Why? Because this year, anyone who buys tickets from the Cubs anywhere but the box office will be restricted to mobile tickets only. The team explains:
Colin Faulkner, the Cubs’ senior vice president of sales and partnerships, said the switch to the digital-only format started last year.
“Half of the major-league teams will be eliminating printed tickets,” said Faulkner, adding that teams are following a trend that has seen airlines and businesses such as Starbucks opt for mobile devices for tickets and payments.
Faulkner added that the number of season ticket holders who have requested printed tickets has decreased to 5 percent.
The Cubs said they opted for a digital-only ticket format to allow fans quicker access into the ballpark and to cut down on ticket fraud.
Let’s be clear on two things here. The reason only five percent of season-ticket holders have requested printed tickets is because the Cubs are charging a $10 per game fee for printing those tickets, with a maximum charge of $150 per ticket for the season. I think you can see why most STH wouldn’t want to do that. I’d much rather have the nice commemorative tickets — which the Cubs say they’re going to give us after the season — but if you opt for the printed tickets, you simply get box office stock.
Second, digital tickets don’t always give “quicker access” into the park. If your phone is slow or the ballpark wifi isn’t working or the scanners can’t scan the image, it can slow things down. I’ll grant them their point on fraud, but the real reason the Cubs want digital tickets is data. Because you have to sign in on the MLB Ballpark app with your email address, the Cubs will now know exactly who is using each ticket, something they can’t do with printed tickets.

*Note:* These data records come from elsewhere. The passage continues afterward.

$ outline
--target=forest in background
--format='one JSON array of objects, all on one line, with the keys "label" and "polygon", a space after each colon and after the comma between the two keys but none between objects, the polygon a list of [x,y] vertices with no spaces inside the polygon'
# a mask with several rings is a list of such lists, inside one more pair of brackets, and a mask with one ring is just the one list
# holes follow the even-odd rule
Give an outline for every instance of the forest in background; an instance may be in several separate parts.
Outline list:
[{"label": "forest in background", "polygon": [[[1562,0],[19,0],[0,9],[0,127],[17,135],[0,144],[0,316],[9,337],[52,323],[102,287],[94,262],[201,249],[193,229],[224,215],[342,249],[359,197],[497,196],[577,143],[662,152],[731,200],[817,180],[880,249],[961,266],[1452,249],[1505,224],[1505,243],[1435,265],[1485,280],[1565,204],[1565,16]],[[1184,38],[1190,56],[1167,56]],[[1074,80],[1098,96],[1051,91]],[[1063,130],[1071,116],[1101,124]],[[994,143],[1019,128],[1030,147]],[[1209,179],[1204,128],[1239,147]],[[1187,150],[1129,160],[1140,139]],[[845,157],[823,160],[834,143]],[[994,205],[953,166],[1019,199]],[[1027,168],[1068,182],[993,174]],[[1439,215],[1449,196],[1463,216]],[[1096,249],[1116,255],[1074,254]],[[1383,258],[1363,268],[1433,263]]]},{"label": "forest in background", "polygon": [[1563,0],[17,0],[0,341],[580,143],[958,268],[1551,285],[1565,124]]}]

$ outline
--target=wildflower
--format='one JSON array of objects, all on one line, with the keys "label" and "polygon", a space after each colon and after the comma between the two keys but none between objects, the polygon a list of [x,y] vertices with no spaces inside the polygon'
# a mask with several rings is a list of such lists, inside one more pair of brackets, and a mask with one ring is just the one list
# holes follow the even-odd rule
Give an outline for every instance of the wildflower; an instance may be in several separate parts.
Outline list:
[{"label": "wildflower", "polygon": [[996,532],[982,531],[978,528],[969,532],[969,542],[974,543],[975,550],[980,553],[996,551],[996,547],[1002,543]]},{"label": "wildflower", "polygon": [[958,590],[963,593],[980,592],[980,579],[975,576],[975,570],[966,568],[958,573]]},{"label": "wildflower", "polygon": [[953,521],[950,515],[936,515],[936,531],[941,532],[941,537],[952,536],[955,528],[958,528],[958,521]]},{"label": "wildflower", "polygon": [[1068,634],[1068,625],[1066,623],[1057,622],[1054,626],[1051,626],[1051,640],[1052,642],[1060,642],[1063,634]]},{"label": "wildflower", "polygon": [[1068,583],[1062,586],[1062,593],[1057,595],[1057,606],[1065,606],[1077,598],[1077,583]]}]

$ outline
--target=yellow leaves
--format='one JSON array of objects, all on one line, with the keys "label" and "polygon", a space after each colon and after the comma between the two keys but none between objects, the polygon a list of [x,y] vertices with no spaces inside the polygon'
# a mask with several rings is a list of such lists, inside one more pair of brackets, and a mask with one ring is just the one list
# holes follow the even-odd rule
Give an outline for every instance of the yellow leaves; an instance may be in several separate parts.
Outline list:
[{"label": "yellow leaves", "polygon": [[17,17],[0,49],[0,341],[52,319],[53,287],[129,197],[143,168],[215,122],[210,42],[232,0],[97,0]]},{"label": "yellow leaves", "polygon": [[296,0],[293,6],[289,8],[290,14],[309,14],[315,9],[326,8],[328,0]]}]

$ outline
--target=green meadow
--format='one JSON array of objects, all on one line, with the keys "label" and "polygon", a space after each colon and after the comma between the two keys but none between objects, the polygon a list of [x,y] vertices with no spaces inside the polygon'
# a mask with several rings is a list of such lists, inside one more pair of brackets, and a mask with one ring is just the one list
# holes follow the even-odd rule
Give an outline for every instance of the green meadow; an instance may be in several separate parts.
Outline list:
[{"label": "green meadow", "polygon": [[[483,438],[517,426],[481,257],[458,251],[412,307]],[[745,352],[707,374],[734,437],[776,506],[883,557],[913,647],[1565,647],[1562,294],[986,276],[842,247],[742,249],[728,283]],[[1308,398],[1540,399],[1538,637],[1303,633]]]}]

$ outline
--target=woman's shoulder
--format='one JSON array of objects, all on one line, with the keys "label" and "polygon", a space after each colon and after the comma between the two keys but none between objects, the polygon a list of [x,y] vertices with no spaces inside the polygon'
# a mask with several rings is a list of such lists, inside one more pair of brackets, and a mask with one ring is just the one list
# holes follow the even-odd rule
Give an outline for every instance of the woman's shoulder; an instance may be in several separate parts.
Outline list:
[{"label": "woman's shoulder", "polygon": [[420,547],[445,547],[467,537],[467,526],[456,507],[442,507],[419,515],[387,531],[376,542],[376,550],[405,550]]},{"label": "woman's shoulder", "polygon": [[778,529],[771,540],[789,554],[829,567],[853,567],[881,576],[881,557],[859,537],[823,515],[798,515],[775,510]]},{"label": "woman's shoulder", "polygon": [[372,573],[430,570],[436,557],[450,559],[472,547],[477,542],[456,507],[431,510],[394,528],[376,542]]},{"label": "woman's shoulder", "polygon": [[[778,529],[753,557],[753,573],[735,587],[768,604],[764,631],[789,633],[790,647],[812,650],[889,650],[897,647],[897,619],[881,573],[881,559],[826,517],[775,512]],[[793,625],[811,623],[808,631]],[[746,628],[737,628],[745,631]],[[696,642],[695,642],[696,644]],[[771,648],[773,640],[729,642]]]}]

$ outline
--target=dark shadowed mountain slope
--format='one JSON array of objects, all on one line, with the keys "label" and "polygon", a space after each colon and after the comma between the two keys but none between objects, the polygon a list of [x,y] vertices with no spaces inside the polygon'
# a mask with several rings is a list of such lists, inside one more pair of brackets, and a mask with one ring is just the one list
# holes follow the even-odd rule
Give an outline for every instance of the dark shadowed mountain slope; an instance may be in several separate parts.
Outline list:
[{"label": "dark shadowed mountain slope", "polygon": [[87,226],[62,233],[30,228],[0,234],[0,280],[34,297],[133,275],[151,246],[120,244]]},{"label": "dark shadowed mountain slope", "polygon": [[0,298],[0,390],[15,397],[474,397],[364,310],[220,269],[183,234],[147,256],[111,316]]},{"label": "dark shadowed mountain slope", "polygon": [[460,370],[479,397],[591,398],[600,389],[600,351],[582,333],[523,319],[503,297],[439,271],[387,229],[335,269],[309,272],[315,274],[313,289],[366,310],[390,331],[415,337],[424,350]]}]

One thing the Cubs are doing to try to pump up awareness for the on-sale is giving away pairs of tickets to a 2019 Cubs game by what they are calling the “IN-forcement team” at various L stops around the city. Here’s how it looked when they did it on Thursday:
The “IN-forcement team” is supposed to be at the Addison stop as well as several other North Side and downtown locations this morning, so look for them! You might win some tickets.
We’ll see if demand is down this year, as some think it might be, and whether you have to spend lots of time in the virtual waiting room, from your reports in the comments to this post. The VWR opens 90 minutes after this post goes live, at 9:30 a.m. CT, and half an hour later tickets officially go on sale. You can also buy via phone at 1-800-THE-CUBS (843-2827). The Cubs say that all internet customers will need a valid cubs.com account and they encourage you to sign up for an account, if you don’t have one, before the sale begins.
Lastly, there is a four-ticket purchase limit for Diamond games per household, credit card or email address, and 14-ticket limit for all other games.
Good luck, and post your tales of success or woe in the comments.